Me parece muy relevante que todo el mundo esté hablando de esto. Pero pienso que el fenómeno no puede quedar aislado como el “caso Emilia Pérez”, sino que debe ser la puerta de entrada a la democratización de la crítica, o en otras palabras, tener la capacidad de argumentar a favor y/o en contra de un visionado.
Dentro del grupo de filmes galardonados en festivales durante esta última temporada, se me hace imposible no prestar atención a la película Anora. El último filme de Sean Baker ha sido nominado a 21 premios y ha triunfado en el circuito del cine independiente. Al mismo tiempo, ha sido muy comentada -en su mayoría favorablemente – por la comunidad stripper alrededor del mundo. Y es que Baker sí hizo su tarea: para la producción del filme contrató a la escritora, trabajadora sexual y cineasta canadiense Andrea Werhun, quien leyó y añadió detalles imprescindibles para la creación del mundo de Ani y trabajó con la protagonista del filme, Mikey Madison. Y es que esta actriz, a diferencia de Karla Sofía Gascón o Selena Gómez, estudió muchísimo su personaje. Werhun comentó a The Star que Mikey “había leído mi libro y otras memorias de trabajadoras sexuales; visitó strip clubs y pagó por bailes eróticos; tomó clases de pole dance por meses, e incluso instaló un tubo de pole dance en su sala”. Anora también cuenta con la participación de Luna Sofía Miranda en el papel de Lulú, amiga de la protagonista, que se ha dedicado al trabajo sexual en la vida real y que, a su vez, participó en el proceso de producción y adaptación del guión.

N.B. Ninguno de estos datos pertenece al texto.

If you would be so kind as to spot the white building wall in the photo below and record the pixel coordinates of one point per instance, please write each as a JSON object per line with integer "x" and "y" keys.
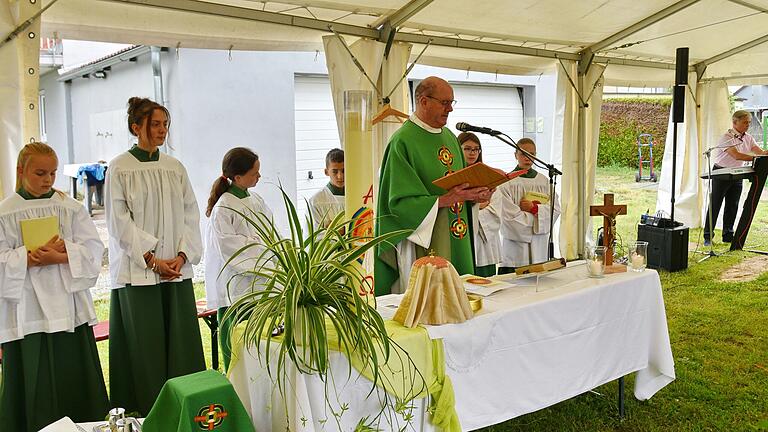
{"x": 217, "y": 103}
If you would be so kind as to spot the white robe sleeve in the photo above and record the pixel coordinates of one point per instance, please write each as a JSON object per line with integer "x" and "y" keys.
{"x": 13, "y": 270}
{"x": 516, "y": 224}
{"x": 85, "y": 251}
{"x": 191, "y": 242}
{"x": 230, "y": 236}
{"x": 541, "y": 225}
{"x": 134, "y": 241}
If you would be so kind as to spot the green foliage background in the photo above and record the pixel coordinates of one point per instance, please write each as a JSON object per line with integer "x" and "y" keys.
{"x": 622, "y": 120}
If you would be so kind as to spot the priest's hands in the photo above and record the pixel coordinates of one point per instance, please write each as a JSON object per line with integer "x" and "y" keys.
{"x": 53, "y": 252}
{"x": 463, "y": 193}
{"x": 167, "y": 269}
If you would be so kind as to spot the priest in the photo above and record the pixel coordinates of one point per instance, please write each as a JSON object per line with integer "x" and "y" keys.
{"x": 423, "y": 150}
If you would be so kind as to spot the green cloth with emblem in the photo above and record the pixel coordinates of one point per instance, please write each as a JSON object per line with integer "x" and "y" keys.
{"x": 412, "y": 160}
{"x": 200, "y": 401}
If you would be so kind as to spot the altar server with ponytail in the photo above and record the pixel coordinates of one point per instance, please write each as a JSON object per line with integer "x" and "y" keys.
{"x": 228, "y": 232}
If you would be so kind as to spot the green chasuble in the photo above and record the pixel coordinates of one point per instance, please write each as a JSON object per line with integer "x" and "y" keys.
{"x": 413, "y": 159}
{"x": 198, "y": 402}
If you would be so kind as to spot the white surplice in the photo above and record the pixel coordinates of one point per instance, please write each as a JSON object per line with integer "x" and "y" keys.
{"x": 324, "y": 206}
{"x": 50, "y": 298}
{"x": 525, "y": 236}
{"x": 487, "y": 238}
{"x": 150, "y": 206}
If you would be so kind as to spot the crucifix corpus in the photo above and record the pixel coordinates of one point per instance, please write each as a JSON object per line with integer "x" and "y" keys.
{"x": 609, "y": 211}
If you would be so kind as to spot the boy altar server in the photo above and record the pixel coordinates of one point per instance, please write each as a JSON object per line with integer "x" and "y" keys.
{"x": 525, "y": 214}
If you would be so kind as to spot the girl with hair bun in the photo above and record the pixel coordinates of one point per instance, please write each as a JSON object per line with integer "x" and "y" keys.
{"x": 51, "y": 365}
{"x": 154, "y": 238}
{"x": 228, "y": 232}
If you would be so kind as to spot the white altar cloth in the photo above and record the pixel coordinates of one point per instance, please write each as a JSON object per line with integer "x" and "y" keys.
{"x": 527, "y": 349}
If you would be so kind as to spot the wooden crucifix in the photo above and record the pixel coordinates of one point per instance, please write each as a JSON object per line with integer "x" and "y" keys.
{"x": 608, "y": 211}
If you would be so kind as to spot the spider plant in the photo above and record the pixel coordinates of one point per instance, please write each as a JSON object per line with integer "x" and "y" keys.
{"x": 310, "y": 287}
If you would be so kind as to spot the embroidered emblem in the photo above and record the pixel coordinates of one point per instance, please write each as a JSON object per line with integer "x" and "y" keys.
{"x": 445, "y": 156}
{"x": 210, "y": 416}
{"x": 456, "y": 208}
{"x": 459, "y": 228}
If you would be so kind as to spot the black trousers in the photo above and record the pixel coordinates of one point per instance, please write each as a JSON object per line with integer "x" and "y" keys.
{"x": 730, "y": 192}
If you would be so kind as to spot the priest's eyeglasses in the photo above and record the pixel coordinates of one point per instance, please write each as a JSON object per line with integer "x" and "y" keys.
{"x": 450, "y": 103}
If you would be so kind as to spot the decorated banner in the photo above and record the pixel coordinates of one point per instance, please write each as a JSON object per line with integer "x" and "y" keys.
{"x": 359, "y": 172}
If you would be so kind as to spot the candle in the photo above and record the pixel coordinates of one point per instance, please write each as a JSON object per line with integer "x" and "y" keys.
{"x": 638, "y": 261}
{"x": 595, "y": 267}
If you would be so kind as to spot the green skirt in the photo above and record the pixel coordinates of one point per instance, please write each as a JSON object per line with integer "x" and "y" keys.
{"x": 225, "y": 328}
{"x": 154, "y": 336}
{"x": 47, "y": 376}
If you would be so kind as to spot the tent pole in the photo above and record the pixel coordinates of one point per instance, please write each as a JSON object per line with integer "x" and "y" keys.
{"x": 583, "y": 67}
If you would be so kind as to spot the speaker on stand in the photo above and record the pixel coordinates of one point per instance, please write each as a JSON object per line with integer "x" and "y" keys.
{"x": 668, "y": 246}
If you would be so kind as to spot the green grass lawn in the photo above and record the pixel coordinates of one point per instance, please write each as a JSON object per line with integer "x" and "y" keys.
{"x": 719, "y": 335}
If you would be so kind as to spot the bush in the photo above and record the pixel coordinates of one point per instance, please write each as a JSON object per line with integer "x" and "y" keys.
{"x": 622, "y": 120}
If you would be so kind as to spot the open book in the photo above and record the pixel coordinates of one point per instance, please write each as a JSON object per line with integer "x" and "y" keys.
{"x": 542, "y": 198}
{"x": 37, "y": 232}
{"x": 484, "y": 286}
{"x": 476, "y": 175}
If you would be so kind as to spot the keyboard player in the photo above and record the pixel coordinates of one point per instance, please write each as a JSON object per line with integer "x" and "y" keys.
{"x": 734, "y": 149}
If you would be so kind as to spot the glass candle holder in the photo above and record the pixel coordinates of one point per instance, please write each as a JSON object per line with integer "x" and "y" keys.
{"x": 637, "y": 258}
{"x": 595, "y": 261}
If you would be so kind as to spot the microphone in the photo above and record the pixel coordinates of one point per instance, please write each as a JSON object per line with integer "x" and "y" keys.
{"x": 466, "y": 127}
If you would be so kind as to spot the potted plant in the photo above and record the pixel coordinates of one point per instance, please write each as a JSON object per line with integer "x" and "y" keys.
{"x": 308, "y": 303}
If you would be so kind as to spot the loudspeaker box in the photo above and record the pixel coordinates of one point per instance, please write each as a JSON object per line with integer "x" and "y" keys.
{"x": 667, "y": 247}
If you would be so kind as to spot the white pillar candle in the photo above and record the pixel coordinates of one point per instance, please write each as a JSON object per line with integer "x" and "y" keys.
{"x": 638, "y": 261}
{"x": 595, "y": 267}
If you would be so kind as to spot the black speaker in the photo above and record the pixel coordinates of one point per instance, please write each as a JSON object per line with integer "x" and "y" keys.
{"x": 678, "y": 104}
{"x": 667, "y": 247}
{"x": 681, "y": 66}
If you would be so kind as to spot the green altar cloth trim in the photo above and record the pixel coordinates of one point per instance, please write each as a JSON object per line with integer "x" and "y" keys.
{"x": 200, "y": 401}
{"x": 398, "y": 377}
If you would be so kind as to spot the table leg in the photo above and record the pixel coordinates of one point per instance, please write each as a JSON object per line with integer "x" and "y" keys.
{"x": 213, "y": 324}
{"x": 621, "y": 398}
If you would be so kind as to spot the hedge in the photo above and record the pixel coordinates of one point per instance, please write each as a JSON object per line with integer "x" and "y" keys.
{"x": 622, "y": 120}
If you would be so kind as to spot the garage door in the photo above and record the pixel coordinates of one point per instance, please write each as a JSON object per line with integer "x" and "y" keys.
{"x": 496, "y": 107}
{"x": 316, "y": 134}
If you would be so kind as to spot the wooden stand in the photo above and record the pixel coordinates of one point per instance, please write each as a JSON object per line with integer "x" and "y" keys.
{"x": 609, "y": 211}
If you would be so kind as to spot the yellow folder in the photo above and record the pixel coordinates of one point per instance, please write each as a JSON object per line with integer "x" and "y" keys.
{"x": 37, "y": 232}
{"x": 537, "y": 196}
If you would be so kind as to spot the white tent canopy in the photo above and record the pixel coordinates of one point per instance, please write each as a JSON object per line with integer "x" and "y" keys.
{"x": 635, "y": 39}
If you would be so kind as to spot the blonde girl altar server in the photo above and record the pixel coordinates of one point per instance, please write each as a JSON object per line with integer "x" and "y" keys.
{"x": 50, "y": 364}
{"x": 487, "y": 242}
{"x": 525, "y": 219}
{"x": 227, "y": 232}
{"x": 154, "y": 238}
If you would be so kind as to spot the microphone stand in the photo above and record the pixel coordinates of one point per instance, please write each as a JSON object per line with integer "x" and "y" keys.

Admito que cuando vi la película no sabía nada de lo que acabo de exponer. Tampoco estoy lo suficientemente involucrada con la cultura de los strip clubs. Por lo tanto, mi opinión reflejaba la de una mujer hetero-cis desconocedora del sentir y las experiencias de este colectivo. Sin embargo, he reflexionado en torno a la autoría y a quién puede contar qué historias. En este caso, estoy muy de acuerdo con Cid V Brunet, Jacqueline Frances “Jacq the Stripper” y Tiff Smith cuando expresaron que Baker, al no haber performado nunca el trabajo sexual, pasa por alto detalles fundamentales para la puesta en marcha de la película. No obstante, su trabajo ha sido aplaudido por dicha comunidad por ser el primero que no estigmatiza ni violenta los cuerpos de las trabajadoras sexuales. Así, la representación de la cultura patriarcal que se proyecta es realmente una imagen de nuestra sociedad, donde -en voz de las strippers– es más seguro estar dentro del club que fuera de él.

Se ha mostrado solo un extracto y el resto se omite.